Some musings about my pan-dimensional healing experience…
I warned kieracaitlyn beforehand that I didn’t expect the kind of spectacular results others have reported-wings, seeing angels, etc. I’m not a psychic person at all. I’m probably one of the least, um, “exciting” ? pagans you’ll ever meet. I don’t get visions or hear voices-if I did, I’d hie myself to a padded room! (Not that I think those who do are crazy-I’d just assume I had gone insane if I ever did experience such things.)
Basic physical stuff:
1) It hurt. Yes, some of the points hurt like a sonofabitch, particularly those in the armpits and-hmm, what do you call the area halfway between neck and breasts? It’s too low for the collarbone. Anyway, the ones there. Those four points feel very, very bruised, although there’s nothing visible. There’s another point on the right side of my ribs that is darkly bruised. I don’t remember that one as much. The left side of my ribs hurts, but isn’t bruised-but I’ve had a lot of pain around my ribs and back lately anyway. I know she said the armpit points have to do with survival issues. I don’t know what the others are about.

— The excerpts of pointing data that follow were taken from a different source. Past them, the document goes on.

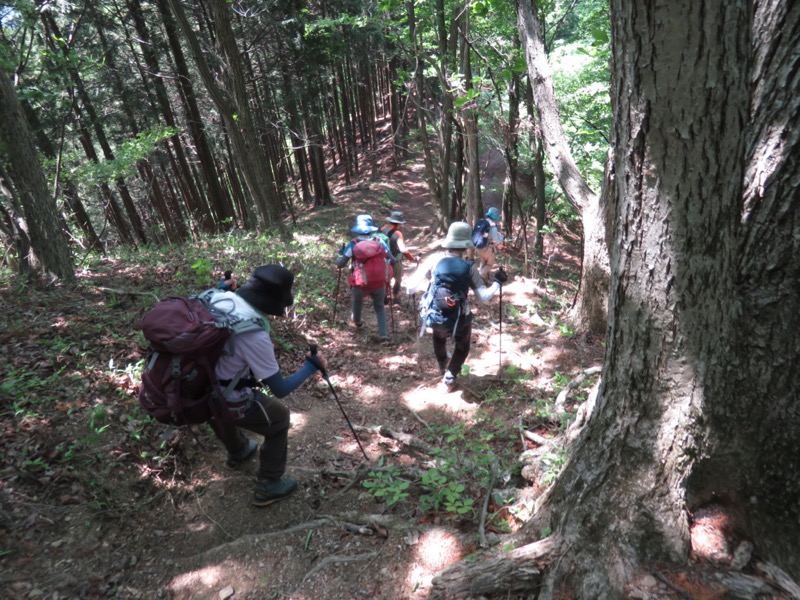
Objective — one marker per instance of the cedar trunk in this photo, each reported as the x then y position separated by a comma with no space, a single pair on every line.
698,403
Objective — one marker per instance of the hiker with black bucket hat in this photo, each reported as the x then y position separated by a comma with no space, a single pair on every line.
246,367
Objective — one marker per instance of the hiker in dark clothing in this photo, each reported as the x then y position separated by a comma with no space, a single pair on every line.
453,275
247,365
397,247
378,270
486,251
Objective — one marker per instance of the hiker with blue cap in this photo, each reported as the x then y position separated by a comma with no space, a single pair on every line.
370,272
485,236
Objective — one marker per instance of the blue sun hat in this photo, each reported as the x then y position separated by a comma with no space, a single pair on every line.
493,214
363,225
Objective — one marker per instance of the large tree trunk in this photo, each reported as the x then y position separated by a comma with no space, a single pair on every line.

2) I went goosebumps all over as kieracaitlyn began working, before she’d actually touched me. It felt odd, as though there were some field changing? I’m not sure how to describe it. And my hands and feet went cold in a way that’s different from Raynaud’s Phenomenon.
3) I got a fever after the portals were opened. It lasted until after my bath.
4) At some point after the portals were open I realized that I wasn’t hearing things so well. I hope I didn’t say anything too weird, but isarma’s voice seemed muffled and she was just a few feet away from me. I tried to speak to people in the kitchen a few times, and they just didn’t seem to hear me, either.
5) I was exhausted, and in fact was falling asleep on Sam’s shoulder before he chased everyone out. I didn’t want to withdraw to the bedroom and get my bath/shower, though-weird for me, the original introvert. Yes, the company was excellent, but when I’m tired I’m usually even more withdrawn.
What she said:
That my root chakra was wholly disconnected, so I couldn’t ground.
That I was very unbalanced towards my left side, which means that I repress a lot.
She asked if I intentionally suppress my intuition. Well, no, I just thought I didn’t have that much of it.
That I had “long portals.” At least, I think that’s what she said. They took a while? I know she opened several.
I haven’t taken any Provigil, a very strong atypical stimulant that I usually have to take every day just to cope with life. I forgot on Tuesday and Wednesday, and yesterday I just chose not to take it. And I haven’t missed it. I just keep feeling more and more energy, though.
At some point on Wednesday, I think it was, I realized that I was feeling a lot more in my left hand than I’ve felt since 1996. That hand has been almost completely numb since then due to a repetitive strain injury (cubital tunnel syndrome). I can usually just feel pressure, sometimes cold or aching. I’ve cut or burned myself quite a few times without realizing it due to the numbness. The hand doesn’t feel “normal” yet, but I can, for instance, tell the difference between how the fabric of my shirt and the upholstery on my chair feel. That’s absolutely amazing!
I moved forward on several things that I’ve been meaning to do, like looking for a new Weight Watchers meeting near here and going to tour the YMCA.
I’ve experienced a tremendous feeling of peace, of old things just not being very important. I actually wrote something while in class one day that I may or may not send to some old SOs and post on my web site-but any anger or resentment about old relationships is simply gone. I retain the memories and what I learned from them, and I don’t really have any desire to bring those people back into my life-but the joy seems more prominent than the pain now. My boundaries can stay firm without having barriers, if that makes any sense.
I feel much more of a desire to reach out and connect with people. Whereas last week I might have thought, “I wonder what X is doing?” this week I’ve actually picked up the phone and called people several times.
I generally just hate my body, period. Both the appearance and the way I feel so often. But Tuesday morning, I saw myself naked in the bathroom mirror, and I didn’t hate myself. In fact, I had a moment there where I thought, “Hey, not half bad!”
I haven’t had a pain pill since Monday. Part of that is probably due to not having filled my prescription, but I haven’t taken the few I had left, either. I have had to take the muscle relaxants a few times, because random movements set off cascades of spasms that will then keep me up all night if I don’t do something about them. But I’m moving better than I was. I know some of that is having Celebrex (anti-inflammatory) in my system, and some is due to not carrying that great big honking school bag or purse around. But I think some is due to the session, as well.
I seem to be more aware of my body-my posture, or just, “yes, I could get some coffee, and it’s a comfort thing-but I don’t honestly want/need coffee right now.”
So yes, kellinator, I think I’d recommend it to anyone. In fact, I have recommended it to several friends who hadn’t heard of it yet.